I am working on a pipeline that includes obtaining predictions from a machine learning model and I'm trying to use ray to speed it up. The inputs can get repetitive so I'd like to share a cache in the function such that all the workers of this remote function can a share access to the cache and search it and obtain values. Something like the below
@ray.remote
def f(x):
# create inputs from x
# do work
unknown_y1 = []
obtained_y1 = []
for index, y in enumerate(y1):
key = '|'.join([str(x) for x in y.values()])
if key in cached:
obtained_y1.append(cached[key])
else:
obtained_y1.append(np.inf)
unknown_y1.append(promo)
unknown_y2 = []
obtained_y2 = []
for index, y in enumerate(y2):
key = '|'.join([str(x) for x in y.values()])
if key in cached:
obtained_y2.append(cached[key])
else:
obtained_y2.append(np.inf)
unknown_y2.append(baseline)
known_y1, known_y2 = predictor.predict(unknown_y1,unknown_y2)
unknown_index = 0
for index in range(len(y1)):
if(obtained_y1[index] == np.inf):
obtained_y1[index] = known_y1[unknown_index]

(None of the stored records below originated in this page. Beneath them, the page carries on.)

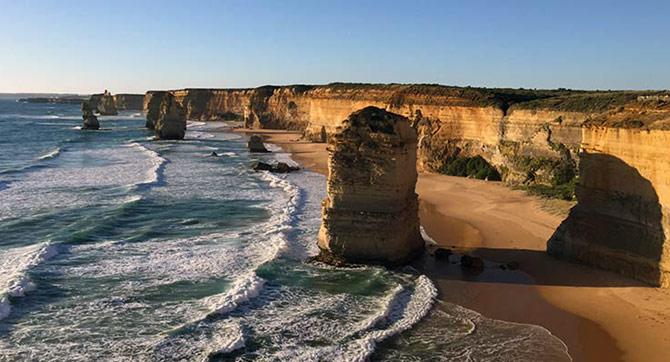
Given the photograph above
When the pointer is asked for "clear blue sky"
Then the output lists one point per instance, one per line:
(135, 45)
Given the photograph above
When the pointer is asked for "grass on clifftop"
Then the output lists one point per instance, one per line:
(476, 167)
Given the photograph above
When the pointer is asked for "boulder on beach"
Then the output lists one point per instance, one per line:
(90, 120)
(255, 144)
(442, 254)
(107, 105)
(171, 122)
(471, 262)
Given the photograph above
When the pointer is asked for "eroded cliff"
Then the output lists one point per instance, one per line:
(370, 213)
(556, 140)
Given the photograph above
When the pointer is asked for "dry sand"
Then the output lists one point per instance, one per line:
(599, 315)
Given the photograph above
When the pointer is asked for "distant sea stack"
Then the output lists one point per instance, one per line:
(370, 214)
(171, 122)
(128, 102)
(152, 107)
(90, 120)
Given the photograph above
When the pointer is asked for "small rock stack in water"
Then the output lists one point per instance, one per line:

key = '|'.join([str(x) for x in y1[index].values()])
if not(key in cached):
cached[key] = obtained_y1[index]
unknown_index = unknown_index+1
unknown_index = 0
for index in range(len(y2)):
if(obtained_y2[index] == np.inf):
obtained_y2[index] = known_y2[unknown_index]

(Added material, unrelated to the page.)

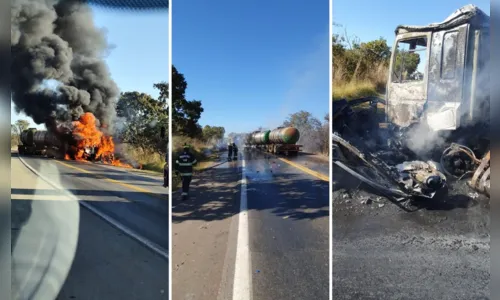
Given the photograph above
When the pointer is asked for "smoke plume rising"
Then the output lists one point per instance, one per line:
(58, 41)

key = '|'.join([str(x) for x in y2[index].values()])
if not(key in cached):
cached[key] = obtained_y2[index]
unknown_index = unknown_index+1
I've tried creating a global dictionary by adding global cached;cached=dict()
at the top of my script but it seems like that variable is a different version across workers and does not share the data. Previously I was doing this with dogpile.cache.redis
but the region will not be serializable since it uses a thread lock. I've also tried creating a dict and putting it in ray's object store using ray.put(cached)
but I think I read somewhere that ray cannot share dictionaries in memory
I am currently trying to return the cache from each worker and merge them in the main and then put them in object store again. Is there a better way of sharing a dictionary/cache between ray workers?